Em áreas puramente económicas não só é uma concorrência desleal, pois, na fase mais primária do financiamento, e quando necessário, o Estado pode imprimir papel moeda.
Felizmente, o cidadão “INFLAÇÃO” está lá para subverter tentativas abusivas da máquina de impressão, por um lado.
Por outro lado, temos o factor ineficiência. Ao longo dos anos, o IGEPE foi provando ser um cemitério de empresas públicas, mostrando mais uma vez que não é papel de Estado geri-las.
As receitas do Estado irão para os seus cofres apenas quando houver um ambiente conducente a negócios, em que o sector privado, via um sistema financeiro justo, possa ir buscar dinheiro a um custo justo, e o IVA, o IRPS, o IRPC e mesmo os impostos sobre dividendos e outros sejam transparentemente cobrados e aplicados no bem público.

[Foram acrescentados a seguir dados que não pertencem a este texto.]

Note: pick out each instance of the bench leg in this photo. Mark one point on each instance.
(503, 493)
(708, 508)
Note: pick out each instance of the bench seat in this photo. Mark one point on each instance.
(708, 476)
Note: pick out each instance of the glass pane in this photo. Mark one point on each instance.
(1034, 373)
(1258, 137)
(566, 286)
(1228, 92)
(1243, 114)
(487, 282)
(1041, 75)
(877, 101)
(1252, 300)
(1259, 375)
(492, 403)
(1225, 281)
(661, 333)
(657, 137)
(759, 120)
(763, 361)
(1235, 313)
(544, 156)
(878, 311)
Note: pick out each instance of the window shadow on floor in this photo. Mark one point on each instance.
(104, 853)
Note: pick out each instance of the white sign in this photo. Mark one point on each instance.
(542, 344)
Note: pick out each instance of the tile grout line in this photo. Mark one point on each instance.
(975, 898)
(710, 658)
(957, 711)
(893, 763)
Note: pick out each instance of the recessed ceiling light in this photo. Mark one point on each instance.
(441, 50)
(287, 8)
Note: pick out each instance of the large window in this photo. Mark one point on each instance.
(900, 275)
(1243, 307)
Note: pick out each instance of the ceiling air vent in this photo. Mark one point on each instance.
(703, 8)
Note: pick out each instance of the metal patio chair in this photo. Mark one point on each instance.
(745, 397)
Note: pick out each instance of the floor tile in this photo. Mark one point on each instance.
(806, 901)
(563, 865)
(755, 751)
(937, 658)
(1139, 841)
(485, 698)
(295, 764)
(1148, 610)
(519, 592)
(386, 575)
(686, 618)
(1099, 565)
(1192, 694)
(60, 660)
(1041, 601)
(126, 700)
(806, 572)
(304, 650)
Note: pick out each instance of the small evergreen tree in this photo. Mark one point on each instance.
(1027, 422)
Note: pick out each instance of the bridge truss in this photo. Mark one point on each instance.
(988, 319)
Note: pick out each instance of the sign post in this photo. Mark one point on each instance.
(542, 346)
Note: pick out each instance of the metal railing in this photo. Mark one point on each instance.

“Não existe dinheiro público, só existe dinheiro de quem paga impostos”, disse Margaret Thatcher, antiga Primeira-Ministra do Reino Unido. O poder desta frase ecoa até hoje em todos os cantos do mundo e Moçambique não seria excepção, pois, mesmo se o financiamento de uma ponte for via um banco estrangeiro, a dívida será saldada por fundos públicos, estes que tecnicamente não existem, pois são dos contribuintes!
Vindo de uma economia centralizada, houve alguma coragem para se privatizar algumas empresas, privatizações que em algum momento foram um descalabro porque foram induzidas por motivos dúbios e porque as empresas foram abocanhadas por gente cujo único activo que tinha era conhecer quem toma decisão.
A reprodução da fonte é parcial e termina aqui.